Deshalb muss man sich der Manipulation entziehen, die Medien ignorieren und sich seine eigene Meinung aus direkten Kontakt mit den Kandidaten und alternativen Quellen bilden.

insgesamt 3 Kommentare:

  1. Anonym sagt:

    Solche Leute? (s Link)

    Auch Kriege werden nicht nur von Präsidenten und Kanzlerinnen gemacht. Aus Amerika beispielsweise kommt gerade der neueste Hammer: Eine größtenteils aus reichen Republikanern und ehemaligen Regierungsmitgliedern bestehende Gruppe “Freedom’s Watch” macht vor Publikum “Testvorführungen”, um zu schauen mit welchen Schlagworten man den Bürgern einen Krieg am besten verkaufen kann:

    “While 63 percent of Americans oppose to military action in Iran, Freedom’s Watch apparently believes it can coax the public into another war. Laura Rozen reports that Freedom’s Watch is involved in test-marketing “language” to sell war with Iran. Laura Sonnemark, an attendee of the sessions, describes her experience:”

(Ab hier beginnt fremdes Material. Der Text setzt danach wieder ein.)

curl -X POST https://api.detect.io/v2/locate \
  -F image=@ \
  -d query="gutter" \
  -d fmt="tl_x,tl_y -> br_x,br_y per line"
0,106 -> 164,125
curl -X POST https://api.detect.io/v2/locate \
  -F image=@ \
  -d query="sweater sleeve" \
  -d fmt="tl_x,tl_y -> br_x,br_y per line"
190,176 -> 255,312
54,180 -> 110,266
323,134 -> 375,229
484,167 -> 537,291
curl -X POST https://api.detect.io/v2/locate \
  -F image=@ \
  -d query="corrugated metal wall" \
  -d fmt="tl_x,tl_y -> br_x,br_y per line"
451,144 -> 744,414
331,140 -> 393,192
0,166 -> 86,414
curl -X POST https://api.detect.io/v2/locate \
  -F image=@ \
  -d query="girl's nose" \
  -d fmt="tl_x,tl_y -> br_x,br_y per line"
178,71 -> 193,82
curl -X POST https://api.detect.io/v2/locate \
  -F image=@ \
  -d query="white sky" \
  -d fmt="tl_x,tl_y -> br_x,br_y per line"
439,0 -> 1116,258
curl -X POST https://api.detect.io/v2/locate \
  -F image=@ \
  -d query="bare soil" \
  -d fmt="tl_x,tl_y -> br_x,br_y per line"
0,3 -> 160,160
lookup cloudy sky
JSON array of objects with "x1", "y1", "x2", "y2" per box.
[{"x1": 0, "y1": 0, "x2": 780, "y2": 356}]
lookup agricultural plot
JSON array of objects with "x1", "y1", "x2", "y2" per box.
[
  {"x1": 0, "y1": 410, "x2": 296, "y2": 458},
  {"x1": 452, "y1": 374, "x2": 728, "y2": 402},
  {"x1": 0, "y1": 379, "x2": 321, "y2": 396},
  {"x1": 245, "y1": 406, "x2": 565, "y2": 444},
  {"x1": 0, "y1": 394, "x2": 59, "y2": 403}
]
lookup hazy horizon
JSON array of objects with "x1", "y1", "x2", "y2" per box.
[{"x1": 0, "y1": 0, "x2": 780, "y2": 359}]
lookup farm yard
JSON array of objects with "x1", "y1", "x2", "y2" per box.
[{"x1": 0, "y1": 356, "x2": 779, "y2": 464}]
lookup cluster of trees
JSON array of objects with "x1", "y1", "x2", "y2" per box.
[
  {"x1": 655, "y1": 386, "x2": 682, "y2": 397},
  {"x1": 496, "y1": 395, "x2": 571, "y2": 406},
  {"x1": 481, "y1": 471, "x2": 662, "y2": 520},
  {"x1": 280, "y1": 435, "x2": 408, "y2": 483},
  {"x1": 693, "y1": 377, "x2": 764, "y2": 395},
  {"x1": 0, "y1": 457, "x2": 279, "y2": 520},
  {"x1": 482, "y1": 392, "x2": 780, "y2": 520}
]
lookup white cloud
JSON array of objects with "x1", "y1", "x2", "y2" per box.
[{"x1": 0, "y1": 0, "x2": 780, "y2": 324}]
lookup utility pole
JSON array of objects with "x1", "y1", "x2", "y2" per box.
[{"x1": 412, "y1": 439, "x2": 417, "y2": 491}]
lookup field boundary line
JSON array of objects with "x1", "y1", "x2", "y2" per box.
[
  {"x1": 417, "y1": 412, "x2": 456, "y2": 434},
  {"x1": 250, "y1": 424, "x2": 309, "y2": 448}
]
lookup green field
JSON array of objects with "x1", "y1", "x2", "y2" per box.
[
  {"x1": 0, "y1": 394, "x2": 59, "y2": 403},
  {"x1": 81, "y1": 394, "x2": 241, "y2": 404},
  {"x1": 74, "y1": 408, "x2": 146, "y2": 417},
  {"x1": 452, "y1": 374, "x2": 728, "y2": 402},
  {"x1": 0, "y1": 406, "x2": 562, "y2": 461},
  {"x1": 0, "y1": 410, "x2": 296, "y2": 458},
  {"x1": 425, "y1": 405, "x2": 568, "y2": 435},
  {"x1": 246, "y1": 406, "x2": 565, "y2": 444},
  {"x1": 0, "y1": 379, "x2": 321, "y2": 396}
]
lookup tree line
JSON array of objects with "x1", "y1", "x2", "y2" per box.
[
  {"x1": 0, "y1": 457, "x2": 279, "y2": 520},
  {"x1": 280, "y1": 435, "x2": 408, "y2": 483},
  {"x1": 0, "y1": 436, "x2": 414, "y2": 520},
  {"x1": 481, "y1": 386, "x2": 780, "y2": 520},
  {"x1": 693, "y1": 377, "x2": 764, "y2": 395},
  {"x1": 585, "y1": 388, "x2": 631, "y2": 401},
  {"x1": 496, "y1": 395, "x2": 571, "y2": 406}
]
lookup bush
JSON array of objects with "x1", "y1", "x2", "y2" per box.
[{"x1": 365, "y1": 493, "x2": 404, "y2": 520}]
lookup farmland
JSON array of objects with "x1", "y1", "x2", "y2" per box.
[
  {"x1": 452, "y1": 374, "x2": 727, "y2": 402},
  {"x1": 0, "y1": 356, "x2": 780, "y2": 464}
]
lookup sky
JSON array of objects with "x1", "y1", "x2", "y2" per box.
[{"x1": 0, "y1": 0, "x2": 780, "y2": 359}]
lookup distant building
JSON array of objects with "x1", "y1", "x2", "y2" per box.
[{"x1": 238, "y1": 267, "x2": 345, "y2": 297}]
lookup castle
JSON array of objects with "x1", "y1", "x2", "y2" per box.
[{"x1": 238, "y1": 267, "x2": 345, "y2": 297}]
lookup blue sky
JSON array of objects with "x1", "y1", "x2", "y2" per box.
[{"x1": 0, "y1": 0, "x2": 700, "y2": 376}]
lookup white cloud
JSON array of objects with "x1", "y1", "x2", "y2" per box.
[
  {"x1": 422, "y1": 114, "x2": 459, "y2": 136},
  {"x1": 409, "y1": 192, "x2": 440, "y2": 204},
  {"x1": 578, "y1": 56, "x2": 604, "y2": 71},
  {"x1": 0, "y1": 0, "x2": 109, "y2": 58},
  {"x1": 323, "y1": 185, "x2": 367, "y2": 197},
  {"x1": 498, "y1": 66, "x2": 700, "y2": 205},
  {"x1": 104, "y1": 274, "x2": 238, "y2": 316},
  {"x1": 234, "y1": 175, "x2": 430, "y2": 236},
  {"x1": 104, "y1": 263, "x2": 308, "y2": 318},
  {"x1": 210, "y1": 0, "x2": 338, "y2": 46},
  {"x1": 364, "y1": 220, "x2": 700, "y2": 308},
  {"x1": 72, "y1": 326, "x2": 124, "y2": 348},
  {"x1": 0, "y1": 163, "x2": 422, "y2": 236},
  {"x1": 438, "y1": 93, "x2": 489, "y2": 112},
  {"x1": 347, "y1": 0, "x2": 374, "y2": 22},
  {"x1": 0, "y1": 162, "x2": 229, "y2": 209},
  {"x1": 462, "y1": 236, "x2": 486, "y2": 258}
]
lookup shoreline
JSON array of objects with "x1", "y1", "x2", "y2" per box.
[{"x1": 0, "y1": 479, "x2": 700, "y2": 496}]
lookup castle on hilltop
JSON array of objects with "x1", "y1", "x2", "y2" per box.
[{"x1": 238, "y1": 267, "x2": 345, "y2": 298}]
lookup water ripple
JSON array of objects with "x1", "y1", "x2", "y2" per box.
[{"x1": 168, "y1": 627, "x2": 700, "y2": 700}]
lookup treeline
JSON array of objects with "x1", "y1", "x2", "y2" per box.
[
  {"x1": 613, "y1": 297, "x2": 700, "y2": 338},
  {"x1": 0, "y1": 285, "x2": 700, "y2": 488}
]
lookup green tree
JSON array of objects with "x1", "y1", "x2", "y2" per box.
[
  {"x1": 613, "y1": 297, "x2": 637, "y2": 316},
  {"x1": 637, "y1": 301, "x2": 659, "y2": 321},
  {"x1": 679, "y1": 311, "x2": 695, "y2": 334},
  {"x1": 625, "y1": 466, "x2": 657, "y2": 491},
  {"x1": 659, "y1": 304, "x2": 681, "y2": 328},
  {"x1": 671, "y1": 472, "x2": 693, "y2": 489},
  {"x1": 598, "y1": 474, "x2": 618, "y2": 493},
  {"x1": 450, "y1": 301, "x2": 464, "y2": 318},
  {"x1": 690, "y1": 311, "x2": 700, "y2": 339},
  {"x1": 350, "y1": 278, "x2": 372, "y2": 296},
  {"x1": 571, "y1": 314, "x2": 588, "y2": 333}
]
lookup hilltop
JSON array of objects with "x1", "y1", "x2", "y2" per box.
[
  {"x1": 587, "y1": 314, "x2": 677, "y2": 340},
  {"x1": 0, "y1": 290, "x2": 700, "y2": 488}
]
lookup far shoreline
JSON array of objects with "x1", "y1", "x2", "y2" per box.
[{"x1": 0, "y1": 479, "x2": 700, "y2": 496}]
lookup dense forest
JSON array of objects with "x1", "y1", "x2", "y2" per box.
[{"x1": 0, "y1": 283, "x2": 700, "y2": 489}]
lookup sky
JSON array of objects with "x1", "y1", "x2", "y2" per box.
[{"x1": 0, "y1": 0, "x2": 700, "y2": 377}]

    http://thinkprogress.org/2007/11/20/freedomswatch-iran-sell/

    (Kommentar v. Rockwilda aus dem Politblog.net. )

  1. padawan sagt:

    Nur schade, dass eben die meisten Amerikaner sich durch dieses Medien-Theater blenden lassen...
    Es ist eben noch eine Minderheit, die sich alternativ informiert. Ich hoffe, dass ich mich irre!
    Never give up hope!

  1. Anonym sagt:

    In Deutschland das selbe in Grün!
    Die Pseudodemokratie läßt grüßen.